# Math Help - Check my work

1. ## Check my work

I've enclosed an excel program I made to find all different possible human dna.
I would like someone to check the work please.
note: you need to click on the green tab to get to what I want checked

2. ## note

I'm not asking you to check my data, what I am asking is if...
[ ( 2 ^ r ) ^ g ] ^ c

[ 2 ^ ( r • g ) ] ^ c

2 ^ ( r • g • c )

2 ^ ( 5000 • 543.4782609 • 46 )

2 ^ ( 2717391.304 • 46 )

2 ^ 125000000

( 2 ^ 1000 ) ^ 125000

( 1.0715 • 10 ^ 301 ) ^ 125000

1.0715 ^ 125000 • 10 ^ ( 301 • 125000 )

( 1.0715 ^ 1000 ) ^ 125 • 10 ^ 37625000

( 9.82144 • 10 ^ 29 ) ^ 125 • 10 ^ 37625000

9.82144 ^ 125 • 10 ^ ( 29 • 125 ) • 10 ^ 37625000

9.82144 ^ 125 • 10 ^ 3625 • 10 ^ 37625000

9.82144 ^ 125 • 10 ^ ( 3625 + 37625000 )

9.82144 ^ 125 • 10 ^ 37628625

( 9.82144 ^ 100 ) ^ 1.25 • 10 ^ 37628625

( 1.6501 • 10 ^ 99 ) ^ 1.25 • 10 ^ 37628625

1.6501 ^ 1.25 • 10 ^ ( 99 • 1.25 ) • 10 ^ 37628625

1.870199043 • 10 ^ 123.75 • 10 ^ 37628625

1.870199043 • 10 ^ ( 123.75 + 37628625 )

1.870199043 • 10 ^ 37628748.75

is correct.

in other words...
does $2^{125000000}=1.870199043 \cdot 10^{37628748.75}$

3. Originally Posted by Quick

in other words...
does $2^{125000000}=1.870199043 \cdot 10^{37628748.75}$
In otherwords is:

$125000000=\log_2(1.870199043)+37628748.75\times \log_2(10)$?

Code:
>
>logbase(1.870199043,2)+logbase(10,2)*37628748.75
124999998.551
>
>
Is that close enough? All the arithmetic is double precision and as all
quantities involved are positive I expect this is good to at least 10 significant
digits.

Checking this in an arbitrary precisions arithmetic package tell me all the
quoted figures above are correct (if I have typed the numerical constants
correctly)

RonL

4. Originally Posted by CaptainBlack
In otherwords is:

$125000000=\log_2(1.870199043)+37628748.75*\log_2(1 0)$?

Code:
>
>logbase(1.870199043,2)+logbase(10,2)*37628748.75
124999998.551
>
>
Is that close enough? All the arithmetic is double precision and as all
quantities involved are positive I expect this is good to at least 10 significant
digits.

Checking this in an arbitrary precisions arithmetic package tell me all the
quoted figures above are correct (if I have typed the numerical constants
correctly)

RonL
How do you use logarithims, it seem to me that if you have something like 2^5=... than you would get rid of the two and multiply everything by log_2 and then you can use the rules of logarithims to say that log(x^y)=y*log(x), am I right? (I'm not really sure about the rules of Logarithims)

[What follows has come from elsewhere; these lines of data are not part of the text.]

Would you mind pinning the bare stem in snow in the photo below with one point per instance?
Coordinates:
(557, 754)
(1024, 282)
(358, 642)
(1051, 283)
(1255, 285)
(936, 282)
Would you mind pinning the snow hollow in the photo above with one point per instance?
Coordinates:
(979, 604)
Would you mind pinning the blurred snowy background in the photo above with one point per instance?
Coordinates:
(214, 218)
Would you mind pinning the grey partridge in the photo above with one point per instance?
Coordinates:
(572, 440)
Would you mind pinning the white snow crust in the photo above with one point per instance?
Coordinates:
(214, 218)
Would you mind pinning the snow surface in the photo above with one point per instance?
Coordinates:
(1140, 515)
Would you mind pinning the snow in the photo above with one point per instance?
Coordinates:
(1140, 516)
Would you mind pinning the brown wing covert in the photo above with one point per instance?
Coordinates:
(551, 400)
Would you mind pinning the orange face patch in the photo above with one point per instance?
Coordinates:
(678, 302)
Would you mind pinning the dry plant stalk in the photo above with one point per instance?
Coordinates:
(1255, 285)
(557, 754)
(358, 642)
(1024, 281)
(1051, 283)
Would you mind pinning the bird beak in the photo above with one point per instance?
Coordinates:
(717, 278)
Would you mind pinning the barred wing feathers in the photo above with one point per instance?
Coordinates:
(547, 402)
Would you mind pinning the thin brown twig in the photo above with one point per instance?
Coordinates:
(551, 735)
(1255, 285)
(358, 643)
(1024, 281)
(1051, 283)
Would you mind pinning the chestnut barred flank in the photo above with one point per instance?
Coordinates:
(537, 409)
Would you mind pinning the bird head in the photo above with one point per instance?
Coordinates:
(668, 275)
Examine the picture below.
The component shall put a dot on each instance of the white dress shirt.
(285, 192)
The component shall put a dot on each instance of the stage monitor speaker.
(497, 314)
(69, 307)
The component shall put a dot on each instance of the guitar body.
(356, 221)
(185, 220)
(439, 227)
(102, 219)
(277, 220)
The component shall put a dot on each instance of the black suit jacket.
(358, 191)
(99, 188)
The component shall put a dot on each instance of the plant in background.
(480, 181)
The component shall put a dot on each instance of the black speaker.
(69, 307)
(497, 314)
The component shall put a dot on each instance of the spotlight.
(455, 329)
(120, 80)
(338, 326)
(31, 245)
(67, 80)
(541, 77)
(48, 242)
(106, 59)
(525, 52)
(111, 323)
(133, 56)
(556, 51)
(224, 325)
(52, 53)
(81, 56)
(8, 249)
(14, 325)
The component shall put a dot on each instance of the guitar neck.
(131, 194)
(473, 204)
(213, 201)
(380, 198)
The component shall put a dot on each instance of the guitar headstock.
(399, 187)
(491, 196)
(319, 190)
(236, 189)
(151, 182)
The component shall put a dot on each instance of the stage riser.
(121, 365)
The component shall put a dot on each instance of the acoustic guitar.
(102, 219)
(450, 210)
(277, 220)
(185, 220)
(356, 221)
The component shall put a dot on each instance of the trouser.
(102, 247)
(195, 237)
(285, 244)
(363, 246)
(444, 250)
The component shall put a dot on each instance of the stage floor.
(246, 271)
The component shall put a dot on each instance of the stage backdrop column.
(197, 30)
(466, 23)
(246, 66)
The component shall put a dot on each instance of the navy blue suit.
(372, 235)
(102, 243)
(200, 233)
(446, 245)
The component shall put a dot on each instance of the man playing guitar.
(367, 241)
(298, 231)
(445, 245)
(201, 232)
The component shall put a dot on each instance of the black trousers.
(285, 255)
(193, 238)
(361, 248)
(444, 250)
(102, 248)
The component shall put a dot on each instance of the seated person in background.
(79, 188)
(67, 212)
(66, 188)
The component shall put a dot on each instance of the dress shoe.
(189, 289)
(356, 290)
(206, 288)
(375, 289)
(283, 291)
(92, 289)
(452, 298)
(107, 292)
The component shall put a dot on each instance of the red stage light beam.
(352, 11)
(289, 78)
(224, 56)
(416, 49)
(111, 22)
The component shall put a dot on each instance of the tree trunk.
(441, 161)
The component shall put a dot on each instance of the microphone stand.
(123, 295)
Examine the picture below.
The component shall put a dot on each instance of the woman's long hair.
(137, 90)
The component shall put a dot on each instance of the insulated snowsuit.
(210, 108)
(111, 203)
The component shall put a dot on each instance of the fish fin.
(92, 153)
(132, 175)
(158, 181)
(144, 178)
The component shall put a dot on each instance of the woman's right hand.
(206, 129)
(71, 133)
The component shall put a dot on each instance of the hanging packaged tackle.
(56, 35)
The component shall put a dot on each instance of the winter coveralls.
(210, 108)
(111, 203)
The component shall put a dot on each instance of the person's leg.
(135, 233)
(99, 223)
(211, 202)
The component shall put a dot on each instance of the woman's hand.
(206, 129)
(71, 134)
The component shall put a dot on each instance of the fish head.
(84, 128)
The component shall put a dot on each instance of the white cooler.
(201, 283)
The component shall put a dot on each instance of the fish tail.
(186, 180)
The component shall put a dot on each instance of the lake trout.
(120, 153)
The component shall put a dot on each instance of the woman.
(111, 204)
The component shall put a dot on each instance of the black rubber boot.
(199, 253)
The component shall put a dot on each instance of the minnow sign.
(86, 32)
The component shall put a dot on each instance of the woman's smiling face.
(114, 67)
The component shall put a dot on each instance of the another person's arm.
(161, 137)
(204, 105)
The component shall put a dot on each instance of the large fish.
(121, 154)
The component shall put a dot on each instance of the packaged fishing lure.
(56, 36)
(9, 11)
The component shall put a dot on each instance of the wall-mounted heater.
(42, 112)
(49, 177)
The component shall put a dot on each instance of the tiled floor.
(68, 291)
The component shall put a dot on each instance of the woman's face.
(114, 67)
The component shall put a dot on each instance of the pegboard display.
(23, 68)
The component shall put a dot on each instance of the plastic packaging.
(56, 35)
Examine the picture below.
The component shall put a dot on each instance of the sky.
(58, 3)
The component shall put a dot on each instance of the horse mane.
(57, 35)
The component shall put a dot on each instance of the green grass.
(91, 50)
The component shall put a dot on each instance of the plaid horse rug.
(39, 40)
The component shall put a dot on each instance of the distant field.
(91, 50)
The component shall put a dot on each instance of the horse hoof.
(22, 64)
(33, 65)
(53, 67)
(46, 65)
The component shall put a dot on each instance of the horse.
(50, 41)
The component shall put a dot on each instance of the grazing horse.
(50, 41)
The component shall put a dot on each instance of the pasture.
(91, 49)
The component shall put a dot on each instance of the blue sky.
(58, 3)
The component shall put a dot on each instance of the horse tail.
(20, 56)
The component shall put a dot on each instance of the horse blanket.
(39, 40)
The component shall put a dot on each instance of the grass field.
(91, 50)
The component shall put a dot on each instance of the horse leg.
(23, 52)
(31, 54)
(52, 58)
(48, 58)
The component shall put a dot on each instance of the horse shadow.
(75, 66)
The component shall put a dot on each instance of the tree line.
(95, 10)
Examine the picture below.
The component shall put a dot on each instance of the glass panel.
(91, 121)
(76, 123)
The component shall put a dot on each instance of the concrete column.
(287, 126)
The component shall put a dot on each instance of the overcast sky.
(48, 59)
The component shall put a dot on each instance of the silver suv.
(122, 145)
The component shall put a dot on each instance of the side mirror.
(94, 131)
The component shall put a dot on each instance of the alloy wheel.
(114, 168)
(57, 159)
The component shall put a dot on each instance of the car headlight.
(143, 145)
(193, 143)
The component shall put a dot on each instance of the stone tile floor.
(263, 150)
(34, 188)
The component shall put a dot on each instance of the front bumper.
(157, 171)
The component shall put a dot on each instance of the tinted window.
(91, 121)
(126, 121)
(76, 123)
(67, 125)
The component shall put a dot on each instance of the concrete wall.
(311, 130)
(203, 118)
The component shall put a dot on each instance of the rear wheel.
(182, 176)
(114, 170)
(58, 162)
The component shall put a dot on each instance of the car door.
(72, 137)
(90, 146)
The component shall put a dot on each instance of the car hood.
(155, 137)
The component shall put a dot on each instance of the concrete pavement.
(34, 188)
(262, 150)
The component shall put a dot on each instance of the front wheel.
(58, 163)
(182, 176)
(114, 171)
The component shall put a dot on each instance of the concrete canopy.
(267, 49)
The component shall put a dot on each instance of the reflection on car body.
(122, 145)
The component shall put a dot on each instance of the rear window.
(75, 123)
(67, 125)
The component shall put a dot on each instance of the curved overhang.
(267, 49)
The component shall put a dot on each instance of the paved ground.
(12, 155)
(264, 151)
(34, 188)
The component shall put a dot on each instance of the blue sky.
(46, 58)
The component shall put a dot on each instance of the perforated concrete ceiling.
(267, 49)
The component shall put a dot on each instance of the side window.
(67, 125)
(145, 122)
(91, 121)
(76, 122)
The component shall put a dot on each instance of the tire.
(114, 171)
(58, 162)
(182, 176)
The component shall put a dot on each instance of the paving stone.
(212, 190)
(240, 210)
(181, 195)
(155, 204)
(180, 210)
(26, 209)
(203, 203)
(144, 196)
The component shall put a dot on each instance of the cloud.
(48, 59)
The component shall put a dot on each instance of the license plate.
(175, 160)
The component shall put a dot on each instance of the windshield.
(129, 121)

5. Originally Posted by Quick
How do you use logarithims, it seem to me that if you have something like 2^5=... than you would get rid of the two and multiply everything by log_2 and then you can use the rules of logarithims to say that log(x^y)=y*log(x), am I right? (I'm not really sure about the rules of Logarithims)
if $2^x=y$, then $x=\log_2(y)$,

and for an arbitary base:

if $b^x=y$, then $x=\log_b(y)$.

Basic rules of logarithms can be derived from the rules for exponents:

$\log_b(x.y)=\log_b(x)+\log_b(y)$,

$\log_b(x^n)=n\log_b(x)$,

$\log_a(x)=\frac{\log_b(x)}{\log_b(a)}$

RonL

6. Another way to think of logarithms is of functions.
The function $y=a^x$ $a>0$ has an inverse function (I assume you know what that means).
You define that function as,
$y=\log_a x$
-----
An inverse function is one such as,
$f(f^{-1}(x))=f^{-1}(f(x))=x$

The interesting property between exponent and logarithms is that they express a sum as a product and a product as a sum respectively.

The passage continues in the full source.